Vector-Quantized Variational AutoEncoder(VQ-VAE)

The repository consists of a VQ-VAE implemented in PyTorch and trained on the MNIST dataset.

VQ-VAE: Overview

VQ-VAE follow the same basic concept as behind the variational auto-encoders(VAE). VQ-VAE use discrete latent embeddings for variational auto encoders,i.e. each dimension of z(latent vector) is a discrete integer, instead of the continuous normal distribution generally used while encoding the inputs.

VAEs consist of 3 parts:

An encoder network that parametrizes the posterior q(z|x) over latents
A prior distribution p(z)
A decoder with distribution p(x|z) over input data

Well, you may ask about the differences VQ-VAEs bring to the table. Let's list them out:

Encoders model a categorical distribution, sampling from which you get integral values
These integral values are used to index a dictionary of embeddings
The indexed values are then passed on to the decoder

Why introduce the differences?

Many important real-world objects are discrete. For example in images we might have categories like “Cat”, “Car”, etc. and it might not make sense to interpolate between these categories.
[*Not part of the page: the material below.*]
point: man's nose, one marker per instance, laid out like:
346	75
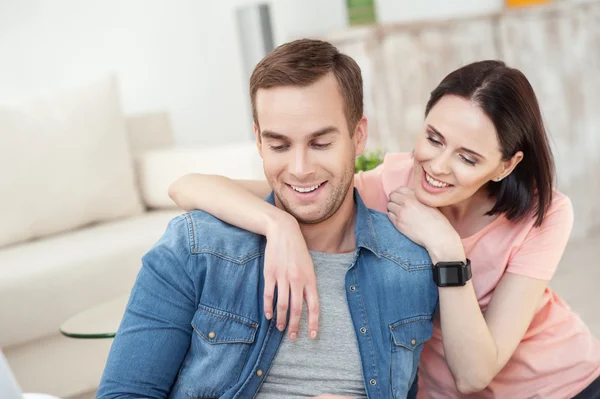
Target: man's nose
301	165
Discrete representations are also easier to model.

Architecture

where:

n : batch size
h : image height
w : image width
c : number of channels in the input image
d : number of channels in the hidden state

Working

Here's a brief overview of the working of a VQ-VAE network:

VQ-VAE consists of an encoder, an embedding(or a codeBook) and a decoder.
When an image is passed as input, it is converted into latent vectors using the encoder network.

The embedding space consists of many latent vectors, which are compared to that of the input one.
The distances are calculated and the most similar(least distance) latent vector(in the embedding space) to the input's latent vector is selected.
The selected one is fed into the decoder network which reconstructs the image.

Vector Quantization Layer

The working of VQ layer can be explained in six steps as numbered in the figure:

Reshape: All dimensions except the last one are combined into one so that we have nhw vectors each of dimensionality d
Calculating distances: For each of the nhw vectors we calculate distance from each of k vectors of the embedding dictionary to obtain a matrix of shape (nhw, k)
Argmin: For each of the nhw vectors we find the the index of closest of the k vectors from dictionary
Index from dictionary: Index the closest vector from the dictionary for each of nhw vectors
Reshape: Convert back to shape (n, h, w, d)
Copying gradients: It's not possible to train this architecture through backpropagation as the gradient won’t flow through argmin. Hence we try to approximate by copying the gradients from z_q back to z_e. In this way we’re not actually minimizing the loss function but are still able to pass some information back for training.

Loss Functions

VQ-VAE uses 3 losses to compute the total loss during training:

Reconstruction loss: optimizes the decoder and encoder as VAE,i.e. the difference between the input image and the reconstruction:

reconstruction_loss = -log( p(x|z_q) )
CodeBook loss: due to the fact that gradients bypass the embedding, a dictionary learning algorithm which uses an l2 error to move the embedding vectors e_i towards the encoder output is used.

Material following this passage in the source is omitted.